From that point on, the value of real-time processing became the instant strategic advantage to any firm whose business crossed more than one time zone, and computers became a necessity for business. Thirty-four years after the Computer Tabulating Recording Company had changed its name to IBM, "Big Blue" generated revenues of well over a billion dollars. The Information Age was here to stay.

But although technology—digital technology in particular—was now generally accepted as a sound, sometimes even necessary business stratagem, the cost of entry was still pretty steep. During the 1950s and 1960s, the cost of an IBM computer was astronomical. International and transcontinental companies could justify such an expenditure because of the advantages of doing business in real-time, but local businesses and businesses where processing in real-time really didn't matter so much were unable to make this computing investment quickly. These smaller local companies, firms, businesses, colleges, universities, and government agencies all turned to the digital computer in a variety of ways. All had to somehow justify the expense. With the mood of the nation decidedly progressive, any excuse would do. If you couldn't buy a computer from IBM, you could lease it for a few thousand dollars a month. This was palatable to corporations that were able to directly replace labor in areas such as accounting and finance. For a few thousand dollars per month of computer time, companies could replace 20 accountants—their salaries, pensions, benefits, and sundry "people" issues—with a system willing to work 24 hours a day, able to calculate thousands of times faster, and for the most part, rarely making mistakes. This was the stuff of both science and popular fiction. But in reality, the cost savings were slow to accrue. The 20 accountants were only replaced by 20 programmers, operators, managers, and technicians to support this new colossus. But what board of directors could resist making such a beast a part of their modern corporate arsenal?
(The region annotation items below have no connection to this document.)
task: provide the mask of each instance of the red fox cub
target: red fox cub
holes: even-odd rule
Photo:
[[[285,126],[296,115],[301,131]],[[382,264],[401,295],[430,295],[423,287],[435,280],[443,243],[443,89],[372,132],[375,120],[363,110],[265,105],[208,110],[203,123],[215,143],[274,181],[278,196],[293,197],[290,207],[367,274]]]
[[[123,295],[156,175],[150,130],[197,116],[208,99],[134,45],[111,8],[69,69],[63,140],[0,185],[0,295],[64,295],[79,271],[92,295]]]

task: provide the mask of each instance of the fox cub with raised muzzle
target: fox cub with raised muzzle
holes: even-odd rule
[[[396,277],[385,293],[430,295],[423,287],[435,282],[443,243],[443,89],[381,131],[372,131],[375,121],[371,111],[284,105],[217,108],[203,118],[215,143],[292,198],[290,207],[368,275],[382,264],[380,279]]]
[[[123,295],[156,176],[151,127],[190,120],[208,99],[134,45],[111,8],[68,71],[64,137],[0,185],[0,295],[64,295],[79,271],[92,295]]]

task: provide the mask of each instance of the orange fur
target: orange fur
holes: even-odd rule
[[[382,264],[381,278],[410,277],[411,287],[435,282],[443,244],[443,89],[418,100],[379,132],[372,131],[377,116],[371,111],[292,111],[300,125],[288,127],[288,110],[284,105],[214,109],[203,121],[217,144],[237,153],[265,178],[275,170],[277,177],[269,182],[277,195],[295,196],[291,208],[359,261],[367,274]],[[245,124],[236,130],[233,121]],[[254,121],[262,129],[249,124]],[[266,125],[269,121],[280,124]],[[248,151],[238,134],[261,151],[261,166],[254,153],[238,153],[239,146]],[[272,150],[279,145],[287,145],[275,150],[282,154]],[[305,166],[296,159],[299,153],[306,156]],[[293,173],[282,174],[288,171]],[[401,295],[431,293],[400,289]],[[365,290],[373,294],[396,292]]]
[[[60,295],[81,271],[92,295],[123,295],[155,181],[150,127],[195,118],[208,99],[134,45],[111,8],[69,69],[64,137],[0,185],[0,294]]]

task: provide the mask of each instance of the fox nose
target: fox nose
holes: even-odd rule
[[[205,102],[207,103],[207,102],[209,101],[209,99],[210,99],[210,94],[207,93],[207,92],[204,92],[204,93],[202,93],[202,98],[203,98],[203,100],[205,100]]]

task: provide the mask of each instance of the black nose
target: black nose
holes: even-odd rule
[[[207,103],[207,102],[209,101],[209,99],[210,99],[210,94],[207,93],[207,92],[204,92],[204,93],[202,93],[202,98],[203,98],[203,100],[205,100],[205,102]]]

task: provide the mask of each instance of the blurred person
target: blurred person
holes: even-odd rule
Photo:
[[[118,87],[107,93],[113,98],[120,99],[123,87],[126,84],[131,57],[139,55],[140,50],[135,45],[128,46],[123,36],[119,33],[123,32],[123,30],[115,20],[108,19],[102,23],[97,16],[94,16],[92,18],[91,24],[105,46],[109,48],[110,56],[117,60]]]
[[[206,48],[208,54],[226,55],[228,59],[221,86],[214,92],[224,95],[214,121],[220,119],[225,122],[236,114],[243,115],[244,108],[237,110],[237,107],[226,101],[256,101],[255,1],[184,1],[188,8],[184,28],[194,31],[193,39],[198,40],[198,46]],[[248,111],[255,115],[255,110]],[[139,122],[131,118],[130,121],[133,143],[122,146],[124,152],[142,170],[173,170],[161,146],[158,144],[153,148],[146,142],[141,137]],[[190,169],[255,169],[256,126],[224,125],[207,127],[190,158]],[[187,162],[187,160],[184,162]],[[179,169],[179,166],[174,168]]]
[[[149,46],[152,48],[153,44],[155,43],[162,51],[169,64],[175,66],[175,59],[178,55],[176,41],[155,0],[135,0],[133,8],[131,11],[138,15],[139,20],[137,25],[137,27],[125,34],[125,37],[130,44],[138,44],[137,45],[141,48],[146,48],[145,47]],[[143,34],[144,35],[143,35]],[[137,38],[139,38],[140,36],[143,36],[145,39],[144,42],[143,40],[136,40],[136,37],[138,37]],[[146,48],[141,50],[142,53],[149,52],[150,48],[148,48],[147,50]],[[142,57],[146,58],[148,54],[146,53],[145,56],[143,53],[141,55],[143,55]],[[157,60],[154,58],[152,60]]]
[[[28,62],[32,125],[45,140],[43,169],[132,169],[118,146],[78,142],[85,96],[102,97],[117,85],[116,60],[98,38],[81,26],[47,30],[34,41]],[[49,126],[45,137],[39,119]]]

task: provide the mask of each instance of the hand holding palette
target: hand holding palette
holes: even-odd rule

So, by the 1970s and 1980s, computer systems, especially the mainframe, were well established in the international business community. However, the fiction and romance had given way to experience and bottom-line common sense from a generation that had used these systems both successfully and unsuccessfully. Anyone who knew even the most basic computer programming languages was in very high demand, although the managers hiring or even interviewing these people sometimes had very little knowledge about computers or programming. But by this time, the mainframe had become like the family car—relied on with little idea of how it works.

Now that we have established that business and technology are almost synonymous in the 20th century, we can take up one of two general points of view: Either we ourselves are the purveyors of technology (that is, our product or service is technology), or our organization's main business is not technology but rather the use of digital technology to gain a strategic advantage in our particular market. There is of course a third option: that our economic system is composed of single enterprises that produce technology by relying on other companies' technologies. But this new breed of business is relatively young in the world of digital technology.